A pontoon boat that had been stored inside had been pushed to the west and lifted up. The front end of the trailer it was on was hooked into the roof structure of the building. At the back of the building, a trailer had been forced east into a truck which had been pushed east into one of the building’s block walls.

“This almost looks like a tornado went right over it,” Jung said at that location.

Insulation material, probably from Carter Lumber, was found as far away as Scandia, according to Warren County Emergency Management Deputy Director Scott Rose.

A piece of a sign or building bearing part of Carter Lumber’s name was found along the Bike Hike Trail in North Warren.

Corrugated metal was hanging in trees and scattered on the ground and along Route 6.
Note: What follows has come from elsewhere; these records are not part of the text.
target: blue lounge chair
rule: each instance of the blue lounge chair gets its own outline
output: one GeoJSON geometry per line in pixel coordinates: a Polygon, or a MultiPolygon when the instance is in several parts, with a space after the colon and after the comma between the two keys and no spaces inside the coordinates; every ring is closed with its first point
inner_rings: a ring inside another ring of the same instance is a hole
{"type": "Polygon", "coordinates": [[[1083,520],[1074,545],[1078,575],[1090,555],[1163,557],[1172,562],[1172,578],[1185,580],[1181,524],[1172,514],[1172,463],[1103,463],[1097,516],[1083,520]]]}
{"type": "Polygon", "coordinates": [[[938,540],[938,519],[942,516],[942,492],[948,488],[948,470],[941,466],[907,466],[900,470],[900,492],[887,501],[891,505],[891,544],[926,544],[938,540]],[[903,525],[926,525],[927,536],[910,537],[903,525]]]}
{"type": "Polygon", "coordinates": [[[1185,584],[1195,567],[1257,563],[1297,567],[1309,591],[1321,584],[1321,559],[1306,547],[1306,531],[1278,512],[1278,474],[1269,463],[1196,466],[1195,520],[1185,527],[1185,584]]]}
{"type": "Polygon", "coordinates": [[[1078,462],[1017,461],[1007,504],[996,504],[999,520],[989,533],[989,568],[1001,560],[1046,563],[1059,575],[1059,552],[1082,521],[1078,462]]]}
The scattered metal caused Route 6 to be shut down Sunday.

According to Rose, metal was strewn across all five lanes at the intersection with Preston Road, some of it reaching 10 feet high. Crews worked for hours to remove that rubble and make the road passable.
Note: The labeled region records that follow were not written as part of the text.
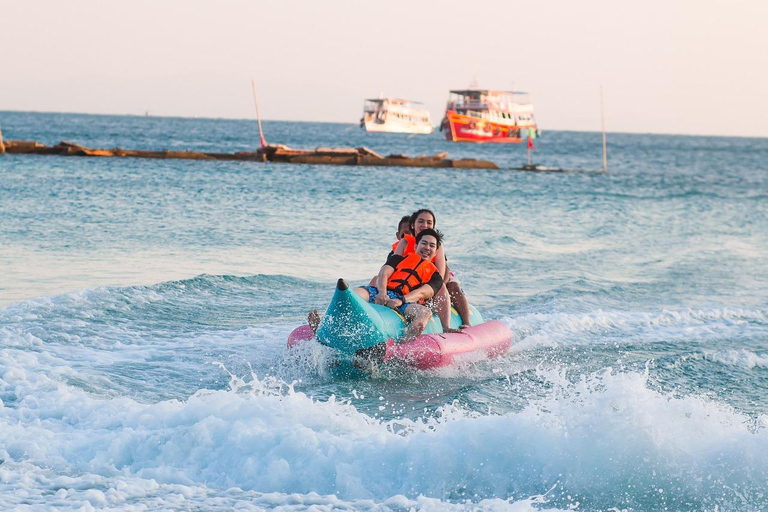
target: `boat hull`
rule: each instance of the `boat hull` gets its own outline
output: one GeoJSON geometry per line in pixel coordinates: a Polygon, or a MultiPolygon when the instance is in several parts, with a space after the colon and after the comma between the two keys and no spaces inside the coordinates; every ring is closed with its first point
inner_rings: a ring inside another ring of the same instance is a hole
{"type": "Polygon", "coordinates": [[[519,144],[528,135],[535,137],[535,126],[508,125],[479,117],[447,111],[443,121],[445,138],[453,142],[491,142],[519,144]]]}
{"type": "MultiPolygon", "coordinates": [[[[451,326],[461,323],[451,313],[451,326]]],[[[316,340],[334,348],[342,359],[363,355],[373,364],[400,364],[415,369],[441,368],[458,362],[497,357],[512,345],[512,332],[501,322],[484,322],[472,308],[470,327],[462,332],[443,333],[437,317],[433,317],[424,334],[407,343],[396,343],[406,327],[405,319],[394,310],[369,304],[346,283],[339,280],[317,335],[302,325],[291,332],[288,347],[316,340]],[[375,354],[375,355],[373,355],[375,354]]]]}
{"type": "Polygon", "coordinates": [[[365,131],[368,133],[413,133],[429,135],[435,128],[430,124],[401,124],[393,122],[377,123],[373,119],[365,119],[365,131]]]}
From Starbrick, the tornado continued northeast over the hill, largely skipping over North Warren, before touching down again near Conewango Creek and the northernmost part of the City of Warren.
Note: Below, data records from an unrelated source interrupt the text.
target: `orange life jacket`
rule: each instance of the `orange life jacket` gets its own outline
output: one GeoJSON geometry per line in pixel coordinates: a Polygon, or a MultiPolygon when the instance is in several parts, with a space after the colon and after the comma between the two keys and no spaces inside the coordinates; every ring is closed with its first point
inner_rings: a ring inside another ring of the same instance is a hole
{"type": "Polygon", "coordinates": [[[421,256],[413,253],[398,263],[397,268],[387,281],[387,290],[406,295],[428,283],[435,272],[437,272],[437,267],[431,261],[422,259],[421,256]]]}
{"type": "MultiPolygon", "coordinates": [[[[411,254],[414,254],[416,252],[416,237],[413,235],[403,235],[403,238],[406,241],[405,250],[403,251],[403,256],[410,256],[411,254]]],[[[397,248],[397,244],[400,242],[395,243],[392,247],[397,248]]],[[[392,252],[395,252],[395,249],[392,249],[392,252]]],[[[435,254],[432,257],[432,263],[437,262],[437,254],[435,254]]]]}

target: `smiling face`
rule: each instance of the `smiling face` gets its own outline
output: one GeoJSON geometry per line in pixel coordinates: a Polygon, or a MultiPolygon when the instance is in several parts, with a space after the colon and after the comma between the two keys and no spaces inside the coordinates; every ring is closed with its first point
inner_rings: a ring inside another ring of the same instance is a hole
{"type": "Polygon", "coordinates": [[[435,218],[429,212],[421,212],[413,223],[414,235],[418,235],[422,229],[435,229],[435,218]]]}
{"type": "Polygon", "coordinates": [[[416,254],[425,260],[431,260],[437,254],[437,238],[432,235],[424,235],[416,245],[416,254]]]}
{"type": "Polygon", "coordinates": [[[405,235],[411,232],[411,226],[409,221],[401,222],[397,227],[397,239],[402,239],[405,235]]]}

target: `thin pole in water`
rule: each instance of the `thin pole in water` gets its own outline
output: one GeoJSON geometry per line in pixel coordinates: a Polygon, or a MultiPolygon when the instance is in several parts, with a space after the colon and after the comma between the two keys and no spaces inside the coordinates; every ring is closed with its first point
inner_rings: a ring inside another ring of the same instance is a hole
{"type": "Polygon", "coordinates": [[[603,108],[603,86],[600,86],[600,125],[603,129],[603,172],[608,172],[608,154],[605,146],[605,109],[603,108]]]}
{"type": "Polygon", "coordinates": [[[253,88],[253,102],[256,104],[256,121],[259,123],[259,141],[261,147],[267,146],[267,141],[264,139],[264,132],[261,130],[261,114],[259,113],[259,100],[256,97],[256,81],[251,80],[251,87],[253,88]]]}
Jung estimated the wind speeds as the tornado crossed Conewango Avenue at between 80 and 90 miles per hour.

There were, again, numerous houses and vehicles damaged by falling trees.

At its widest, the path of destruction was about 400 yards wide, Jung said.

As the tornado reached the end of its life, the path of destruction in the Scandia area was about 25 to 30 yards wide, Jung said.

The county’s 150-foot communication tower near Roper Hollow was blown down.

The final signs of damage attributable to the storm were seen at Blueberry Hill Golf Course, he said.

In all, the tornado crashed through about 16 miles of the county and was on or near the ground from 8:18 to 8:35. The storm carried it at a speed of about 60 miles per hour.

“It sounds like there were no injuries,” Jung said. “That’s very fortunate.”

“We had this on radar and had a warning out at 8:03” p.m. Sunday, he said.